When compiling the model in Tensorflow2, the input data format requirements change under different selections of loss functions.

1. Introduction to commonly used loss functions in tf2

In TensorFlow 2, when compiling a model, you can choose different loss functions to define the model’s objective function. Different loss functions are suitable for different problem types and model architectures. The following are several common loss functions and their functions and applicable scenarios:

1. Mean Squared Error (MSE): MSE is a loss function commonly used in regression problems and is used to measure the average squared difference between the predicted value and the true value. Larger errors result in larger penalties, suitable for regression tasks.

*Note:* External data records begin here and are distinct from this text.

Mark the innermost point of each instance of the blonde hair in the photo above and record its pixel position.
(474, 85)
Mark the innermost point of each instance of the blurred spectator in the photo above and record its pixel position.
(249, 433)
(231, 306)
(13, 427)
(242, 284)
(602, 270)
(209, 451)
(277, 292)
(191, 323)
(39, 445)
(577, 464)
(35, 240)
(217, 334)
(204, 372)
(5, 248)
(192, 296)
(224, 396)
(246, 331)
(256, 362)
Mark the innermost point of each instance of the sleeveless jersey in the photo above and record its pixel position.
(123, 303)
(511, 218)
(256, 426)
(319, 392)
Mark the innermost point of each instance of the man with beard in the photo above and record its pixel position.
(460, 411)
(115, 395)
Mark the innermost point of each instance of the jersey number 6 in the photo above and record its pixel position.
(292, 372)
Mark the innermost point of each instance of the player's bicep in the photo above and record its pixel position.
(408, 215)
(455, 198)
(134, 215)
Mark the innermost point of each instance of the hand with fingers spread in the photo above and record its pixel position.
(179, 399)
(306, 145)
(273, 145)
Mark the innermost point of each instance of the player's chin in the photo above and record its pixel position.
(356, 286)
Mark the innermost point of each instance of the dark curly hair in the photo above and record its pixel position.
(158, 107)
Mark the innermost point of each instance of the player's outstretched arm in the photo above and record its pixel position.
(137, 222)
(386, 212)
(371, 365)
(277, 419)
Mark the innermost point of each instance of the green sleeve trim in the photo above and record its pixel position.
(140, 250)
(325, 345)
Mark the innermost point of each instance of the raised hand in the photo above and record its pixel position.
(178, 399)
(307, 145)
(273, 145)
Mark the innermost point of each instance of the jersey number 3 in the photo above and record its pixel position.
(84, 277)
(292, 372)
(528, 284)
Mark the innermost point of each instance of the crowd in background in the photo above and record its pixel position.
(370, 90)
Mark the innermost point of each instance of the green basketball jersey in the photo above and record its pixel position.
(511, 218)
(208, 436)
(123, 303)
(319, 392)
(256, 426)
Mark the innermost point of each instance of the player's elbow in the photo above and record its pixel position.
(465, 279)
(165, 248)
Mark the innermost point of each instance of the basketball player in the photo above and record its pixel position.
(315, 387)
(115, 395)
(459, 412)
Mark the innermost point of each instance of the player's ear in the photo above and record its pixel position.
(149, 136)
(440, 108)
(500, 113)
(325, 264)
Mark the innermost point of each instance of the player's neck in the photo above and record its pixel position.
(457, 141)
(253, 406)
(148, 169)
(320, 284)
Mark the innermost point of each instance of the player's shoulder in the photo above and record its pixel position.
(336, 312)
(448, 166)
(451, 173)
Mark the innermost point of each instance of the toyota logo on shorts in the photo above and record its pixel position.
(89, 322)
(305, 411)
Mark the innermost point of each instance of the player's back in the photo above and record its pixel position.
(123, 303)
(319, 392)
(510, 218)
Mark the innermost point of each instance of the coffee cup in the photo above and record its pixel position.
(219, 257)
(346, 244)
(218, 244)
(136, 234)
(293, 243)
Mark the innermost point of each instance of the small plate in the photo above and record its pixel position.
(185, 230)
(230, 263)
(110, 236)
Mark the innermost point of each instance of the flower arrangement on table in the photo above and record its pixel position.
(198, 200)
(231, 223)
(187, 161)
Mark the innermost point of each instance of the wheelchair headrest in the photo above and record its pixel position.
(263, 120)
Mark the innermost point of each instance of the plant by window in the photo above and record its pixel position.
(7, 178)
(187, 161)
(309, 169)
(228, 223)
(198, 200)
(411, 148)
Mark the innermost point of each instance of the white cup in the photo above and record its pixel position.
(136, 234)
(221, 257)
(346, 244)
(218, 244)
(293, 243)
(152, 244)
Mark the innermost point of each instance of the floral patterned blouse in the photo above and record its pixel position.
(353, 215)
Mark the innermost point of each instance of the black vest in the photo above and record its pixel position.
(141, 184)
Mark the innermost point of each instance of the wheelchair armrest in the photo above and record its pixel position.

model.compile(loss='mse', ...)

2. Binary Cross Entropy: Binary cross entropy is a commonly used loss function in binary classification problems and is used to measure the difference between two categories. Suitable for binary classification problems, the output is a sigmoid activation model of a probability value.

model.compile(loss='binary_crossentropy', ...)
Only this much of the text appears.